Hi, I'm looking to replace my interior tables on an Elnagh Marlin. The Elnagh prices are extortionate (£500 per table top!). Does anyone know where I may be able to source tables?

thanks


----------



## 88741 (May 9, 2005)

Try www.caktanks.co uk they do tables but may not have your size


----------



## spykal (May 9, 2005)

YouRoyals1 said:


> Hi, I'm looking to replace my interior tables on an Elnagh Marlin. The Elnagh prices are extortionate (£500 per table top!). Does anyone know where I may be able to source tables?
> 
> thanks


Hi

The prices are better >> Here at O'Leary motorhome parts <<

Enter the site then scroll down to "Tables, Legs and Shelf Brackets"

mike


----------



## whistlinggypsy (May 1, 2005)

Look in the ads. section at my quality table, sorry nuke has just shut down the ads section for upgrading.

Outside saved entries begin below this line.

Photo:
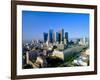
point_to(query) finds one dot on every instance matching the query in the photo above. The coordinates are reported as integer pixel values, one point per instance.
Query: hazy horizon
(34, 24)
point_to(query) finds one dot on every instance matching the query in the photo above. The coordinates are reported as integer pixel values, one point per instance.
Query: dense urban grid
(55, 50)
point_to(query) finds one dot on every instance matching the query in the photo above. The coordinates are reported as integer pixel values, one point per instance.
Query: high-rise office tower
(62, 36)
(50, 39)
(66, 37)
(45, 37)
(54, 37)
(58, 37)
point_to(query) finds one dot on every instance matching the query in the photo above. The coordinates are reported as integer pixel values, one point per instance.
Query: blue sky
(35, 23)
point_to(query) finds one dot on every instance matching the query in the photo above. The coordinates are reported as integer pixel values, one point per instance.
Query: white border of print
(21, 71)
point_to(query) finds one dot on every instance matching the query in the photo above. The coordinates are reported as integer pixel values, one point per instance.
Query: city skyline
(36, 23)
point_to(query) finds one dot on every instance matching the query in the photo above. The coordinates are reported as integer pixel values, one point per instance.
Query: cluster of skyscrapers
(59, 36)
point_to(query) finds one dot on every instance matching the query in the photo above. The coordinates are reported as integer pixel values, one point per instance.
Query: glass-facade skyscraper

Wait for it too re-open and look at my table you will not be disappointed, it's a beauty :wink: 

Bob


----------



## 99630 (Jun 12, 2006)

Thank you all, I'll check the ads area shortly.

Caktanks.co.uk put me on to rainbowconversions.co.uk who are £40-£80 per table, compared to £500 from the Elnagh factory. Some difference!


----------